2. Meta Robots noindex
On a page-by-page basis, the meta robots noindex tag commands search engine crawlers not to index that specific page. Unlike the robots.txt disallow, which can block entire folders and match patterns of URLs, each meta robots noindex command blocks only a single page from being indexed. Unless noindex is paired with a nofollow command in the meta robots tag, search engines can still crawl the page and follow any links they find. As a result, noindexing is useful for encouraging deeper crawling of a site while still preventing specific pages from being included in the index for ranking. When used at the template level, it’s easy to noindex every page that uses a specific template – for example, the wishlist scenario mentioned above.
Like the disallow, the meta robots noindex tag has no impact on your visitors’ experience once they’re on your site. In other words, noindexing a page means search engines can’t send new visitors to the page, but visitors can navigate to it once they’re on your site.
3. Server Header Status
If neither humans nor bots should be able to access the content, a 301 redirect is the best option for SEO. If a page has gone live and is indexed already, it has some measure of value in terms of trust and authority. Wasting that trust and authority is like burning money. In addition to redirecting the customer to the correct content, a 301 redirect commands search engines to deindex the URL and pass the link authority collected in that page to a different one.
In other words, placing a 301 redirect on a page means that any request for that page by a customer or bot will get redirected instead to the new page. Neither customers nor bots will be able to access the page’s former contents once it has been redirected. In the example of an expired coupon that still ranks well in search results, that page likely has some powerful authority to continue ranking. Implementing a 301 redirect would pass that link authority and searching consumers to a current promotion where the consumers could convert to sale.
If a 301 redirect is physically impossible – which is rarely the case – deleting the URL and serving a 404 “file not found” error will deindex the URL so that it won’t rank or bloat the search engines’ indices. But a 404 error will also cause any authority that page has built up to shrivel away like a grape on the vine in the hot, dry sun.
However, if customers need to access the content but search engines shouldn’t index it, either robots.txt disallow or a meta robots noindex is your best bet.
4. Password Protection
This is standard for content that requires confidential information, but it can also prevent bots from crawling content.

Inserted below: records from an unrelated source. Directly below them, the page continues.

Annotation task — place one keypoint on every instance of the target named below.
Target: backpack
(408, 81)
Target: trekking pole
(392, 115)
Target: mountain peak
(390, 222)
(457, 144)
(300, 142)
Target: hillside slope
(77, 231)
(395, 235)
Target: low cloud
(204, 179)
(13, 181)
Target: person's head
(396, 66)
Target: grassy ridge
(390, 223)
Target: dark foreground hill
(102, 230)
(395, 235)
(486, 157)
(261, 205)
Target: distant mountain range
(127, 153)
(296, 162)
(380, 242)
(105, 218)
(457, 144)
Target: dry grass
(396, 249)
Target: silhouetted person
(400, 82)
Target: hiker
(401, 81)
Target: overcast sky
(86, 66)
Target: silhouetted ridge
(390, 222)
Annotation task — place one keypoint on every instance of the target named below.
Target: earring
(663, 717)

The effectiveness of this option for SEO needs to be balanced with customer experience, naturally, but password protection is a good way to restrict search engine access to content meant only for specific customer segments.
5. Other Technical Barriers
Which Method to Use?
Notice that I didn’t include in this list of ways to block bots using a rel=nofollow directive when you link. Nofollow is a classic misnomer because search engine crawlers absolutely do crawl to the links marked nofollow. They just don’t pass link authority through the link to the destination page. In essence, all a nofollow tells a crawler is that you’re willing to link to a page but you’re not willing to trust it.

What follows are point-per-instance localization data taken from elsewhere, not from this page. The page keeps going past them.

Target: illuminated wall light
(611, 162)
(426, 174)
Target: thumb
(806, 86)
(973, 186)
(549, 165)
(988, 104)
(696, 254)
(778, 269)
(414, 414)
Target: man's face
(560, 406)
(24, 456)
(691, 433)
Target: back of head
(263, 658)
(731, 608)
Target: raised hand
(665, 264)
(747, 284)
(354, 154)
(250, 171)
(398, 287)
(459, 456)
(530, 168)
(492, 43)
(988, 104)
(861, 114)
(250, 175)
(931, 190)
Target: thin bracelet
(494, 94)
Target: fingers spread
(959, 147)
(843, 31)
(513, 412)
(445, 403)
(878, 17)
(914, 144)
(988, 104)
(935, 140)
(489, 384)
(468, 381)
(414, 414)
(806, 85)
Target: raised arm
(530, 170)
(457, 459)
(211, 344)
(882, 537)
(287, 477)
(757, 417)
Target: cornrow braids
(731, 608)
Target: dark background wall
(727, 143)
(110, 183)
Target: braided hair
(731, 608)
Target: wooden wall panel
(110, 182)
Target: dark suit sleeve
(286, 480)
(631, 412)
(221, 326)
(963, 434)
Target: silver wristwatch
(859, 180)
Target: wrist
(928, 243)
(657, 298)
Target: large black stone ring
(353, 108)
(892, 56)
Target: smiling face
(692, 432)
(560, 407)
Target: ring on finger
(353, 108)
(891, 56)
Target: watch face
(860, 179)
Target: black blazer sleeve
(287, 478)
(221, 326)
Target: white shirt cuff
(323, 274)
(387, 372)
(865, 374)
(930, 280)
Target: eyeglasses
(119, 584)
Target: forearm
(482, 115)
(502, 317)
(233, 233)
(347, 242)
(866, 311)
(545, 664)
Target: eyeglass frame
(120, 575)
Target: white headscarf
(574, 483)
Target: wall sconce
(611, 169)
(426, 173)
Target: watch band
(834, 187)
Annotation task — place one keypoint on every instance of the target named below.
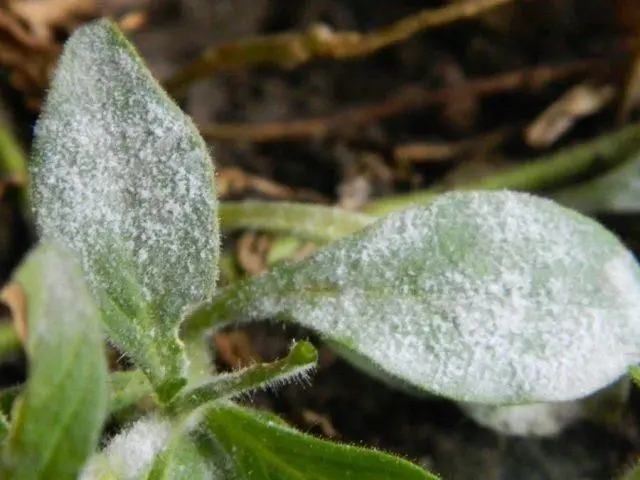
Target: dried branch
(292, 49)
(533, 78)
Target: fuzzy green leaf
(57, 420)
(121, 175)
(616, 190)
(261, 447)
(152, 448)
(489, 297)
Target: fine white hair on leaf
(130, 453)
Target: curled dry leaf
(580, 101)
(235, 349)
(233, 181)
(14, 297)
(252, 252)
(29, 59)
(46, 16)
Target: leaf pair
(121, 178)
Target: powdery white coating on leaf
(120, 175)
(132, 452)
(540, 419)
(490, 297)
(54, 272)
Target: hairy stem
(307, 221)
(605, 151)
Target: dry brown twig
(293, 49)
(413, 99)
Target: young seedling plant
(493, 299)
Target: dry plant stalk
(408, 100)
(292, 49)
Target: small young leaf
(121, 175)
(488, 297)
(302, 357)
(183, 459)
(57, 420)
(264, 448)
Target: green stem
(9, 341)
(307, 221)
(605, 152)
(302, 356)
(13, 163)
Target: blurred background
(370, 105)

Also conspicuously absent from this list is the canonical tag. Usually referenced alongside 301 redirects, canonical tags do not block search engines from indexing content. Whereas the 301 redirect is a command, the canonical tag is a polite request to avoid indexing the page and to pass any link authority to the page specified. When you need to be certain a page is blocked from the index, a command is preferable by far to a polite request.
Of these five methods, the first three are by far the most frequently used. Understanding the strengths and limitations of robots.txt disallows, meta robots noindexing, and 301 redirects will arm you with the tools needed to trim unwanted pages from the search engines’ indices.